Hama Amadou, la bête noire du régime nigérien en fuite à Paris

Une semaine après son départ impromptu du pays, le sort du Président de l’Assemblée Nationale du Niger, Hama Amadou, véritable patate chaude pour le régime du président Mamadou Issoufou, est dans les mains de la Cour Constitutionnelle. L’homme s’est réfugié en France après être passé par le Burkina Faso et la Belgique

Hama-AmadouSaisie par Hama Amadou le jour de la procédure contestée de la saisine du bureau de l’Assemblée Nationale, la Cour a reçu le 3 septembre une nouvelle requête émanant de 14 députés nigériens de l’opposition.

Une Cour sous influence ? 

Alors que le doyen des juges d’instruction, saisi du dossier des bébés importés, n’a toujours pas convoqué le président de l’Assemblée ni lancé de mandat d’arrêt contre lui, la demande d’arrestation transmise au bureau de l’Assemblée par le parquet est-elle juridiquement valable ? Sur quelle base légale est-elle assise, sachant que le doyen n’a pas non plus demandé au parquet un réquisitoire supplétif lui permettant de poursuivre Hama Amadou ? Bref, dans quelle mesure le parquet, actionné politiquement, n’essaye-t-il pas, de sa propre initiative, d’arrêter le deuxième personnage de l’Etat ?

La deuxième question porte sur la levée de l’immunité parlementaire dont jouit Hama Amadou, comme tous les députés. Peut-on, sous prétexte que la session parlementaire vient de s’achever, contourner la procédure régulière qui passe par l’Assemblée réunie en plénière, pour saisir le bureau de l’Assemblée, au surplus incomplet puisque composé exclusivement des députés de la majorité ?  Dans ce cas, l’immunité parlementaire a-t-elle encore un sens ?

Sur ce sujet, l’opposition relève encore, dans la presse de ces derniers jours, que le ministre de la Justice a attendu délibérément la fin de la session parlementaire pour pouvoir saisir le bureau, tout à lui acquis, alors que la demande d’arrestation du procureur était déjà écrite depuis le 16 juillet.

En résumé, Hama Amadou avait parfaitement le droit de quitter le pays puisqu’il ne faisait l’objet d’aucune convocation ni mandat d’arrêt. Même si le Président de la République, en vacances dans son village reculé de Dandadji, semble n’avoir guère débranché le téléphone.

L’épouvantail du régime

A Paris, après Bruxelles et Ouagadougou, il respire, après une année de harcèlement sans trêve de la part du régime : coup de feu tiré à son domicile, diminution puis suppression de sa garde de sécurité, arrestation de son fils, de la plupart de ses lieutenants, au sein de son parti Lumana comme de l’Assemblée nationale, de son garde-du-corps, de sa deuxième femme.

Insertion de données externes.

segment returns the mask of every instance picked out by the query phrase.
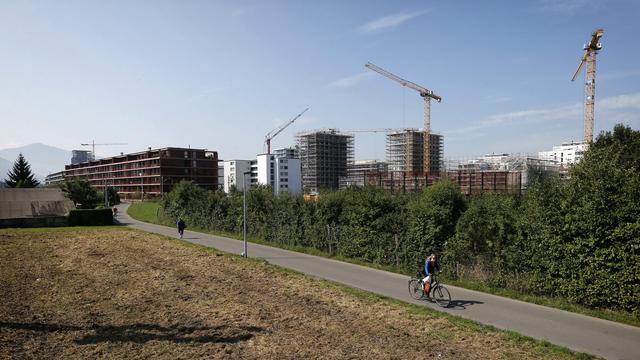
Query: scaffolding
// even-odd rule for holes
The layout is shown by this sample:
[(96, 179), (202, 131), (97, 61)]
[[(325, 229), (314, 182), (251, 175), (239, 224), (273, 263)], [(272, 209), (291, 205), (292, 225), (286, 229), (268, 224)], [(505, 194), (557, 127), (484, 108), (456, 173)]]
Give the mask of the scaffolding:
[(349, 186), (369, 185), (367, 177), (371, 176), (371, 174), (386, 173), (388, 168), (389, 165), (385, 161), (356, 160), (347, 169), (347, 176), (340, 178), (340, 189), (345, 189)]
[[(387, 134), (387, 161), (392, 172), (424, 174), (424, 132), (407, 129)], [(443, 169), (444, 137), (429, 134), (429, 173), (438, 176)]]
[(337, 190), (340, 178), (353, 164), (353, 135), (337, 129), (312, 130), (296, 134), (305, 192)]
[(560, 173), (554, 161), (530, 154), (487, 154), (473, 159), (447, 160), (447, 177), (460, 186), (463, 193), (504, 192), (521, 194), (532, 176)]
[[(446, 164), (446, 166), (445, 166)], [(465, 160), (442, 162), (441, 171), (425, 177), (421, 172), (368, 171), (364, 183), (393, 192), (420, 191), (438, 180), (449, 179), (465, 195), (485, 192), (522, 194), (533, 176), (559, 173), (561, 167), (549, 160), (525, 154), (490, 154)]]

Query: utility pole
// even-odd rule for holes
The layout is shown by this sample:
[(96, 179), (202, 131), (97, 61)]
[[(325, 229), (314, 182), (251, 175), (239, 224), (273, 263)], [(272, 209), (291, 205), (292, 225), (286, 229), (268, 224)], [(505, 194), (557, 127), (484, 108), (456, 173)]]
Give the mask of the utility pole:
[(244, 239), (244, 251), (243, 257), (248, 255), (247, 246), (247, 174), (251, 174), (251, 171), (245, 171), (242, 173), (242, 238)]

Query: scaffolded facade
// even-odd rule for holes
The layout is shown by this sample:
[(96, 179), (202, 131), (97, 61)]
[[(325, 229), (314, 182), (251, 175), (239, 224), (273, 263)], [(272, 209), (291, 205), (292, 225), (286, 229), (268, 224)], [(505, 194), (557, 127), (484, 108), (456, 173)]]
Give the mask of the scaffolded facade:
[[(429, 174), (442, 171), (444, 137), (429, 134)], [(389, 171), (404, 172), (411, 176), (424, 176), (424, 132), (407, 129), (387, 134), (387, 162)]]
[(337, 190), (353, 163), (353, 135), (325, 129), (298, 133), (296, 140), (305, 192)]
[[(365, 186), (370, 185), (367, 178), (375, 177), (377, 174), (386, 173), (389, 170), (389, 164), (379, 160), (356, 160), (353, 165), (347, 169), (347, 176), (340, 178), (340, 189), (349, 186)], [(373, 185), (373, 186), (378, 186)]]

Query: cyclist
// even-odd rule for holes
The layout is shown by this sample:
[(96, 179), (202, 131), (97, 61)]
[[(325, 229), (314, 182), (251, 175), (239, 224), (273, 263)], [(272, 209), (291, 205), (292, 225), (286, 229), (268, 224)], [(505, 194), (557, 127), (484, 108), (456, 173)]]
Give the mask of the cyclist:
[(426, 295), (429, 295), (429, 291), (431, 290), (431, 284), (433, 283), (432, 275), (439, 271), (440, 263), (438, 262), (438, 257), (435, 254), (429, 255), (424, 261), (424, 267), (418, 272), (420, 277), (424, 277), (422, 279), (422, 285)]

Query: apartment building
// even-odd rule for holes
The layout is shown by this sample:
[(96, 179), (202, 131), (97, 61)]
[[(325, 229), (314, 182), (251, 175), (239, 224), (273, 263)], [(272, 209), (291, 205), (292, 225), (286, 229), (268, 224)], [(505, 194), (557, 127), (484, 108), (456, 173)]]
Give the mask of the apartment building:
[(124, 197), (160, 195), (181, 180), (218, 187), (218, 153), (166, 147), (66, 165), (65, 179), (87, 179), (93, 187), (114, 187)]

Les ténors du régime, Mohamed Bazoum et Hassoumi Massaoudou avaient publiquement annoncé sa chute et sa neutralisation, depuis son départ de l’alliance au pouvoir le 22 août 2013. Mais les tentatives de le faire tomber du perchoir, à travers une motion de défiance, n’ont pas abouti, faute d’atteindre la majorité des 2/3. Or, cette même majorité est nécessaire en plénière pour lever l’immunité d’un député. L’immunité de Hama Amadou, soumise à la plénière, n’aurait pas été levée, voilà l’une des certitudes à retenir.

La Cour Constitutionnelle a deux semaines, délai qui court à partir de sa première saisine il y a 8 jours, pour rendre son arrêt. Cette décision de justice est attendue de toutes les parties. La Cour sera-t-elle à la hauteur ? Saura-t-elle affirmer son indépendance ? Au-delà du droit, il s’agit aussi de mesurer la capacité des institutions de la 7e République, bien secouées ces derniers mois, à tenir le choc en cas de crise politique.

Si la Cour donne raison à Hama Amadou, il reviendra sans doute au Niger, reprendre les rênes de son parti et se préparer pour les élections à venir, dans deux ans.

Sinon, son destin politique risque de souffrir de son absence, alors que le climat politique reste très tendu au Niger, où la volonté du Président d’être élu pour un deuxième mandat dès le premier tour commence à filtrer.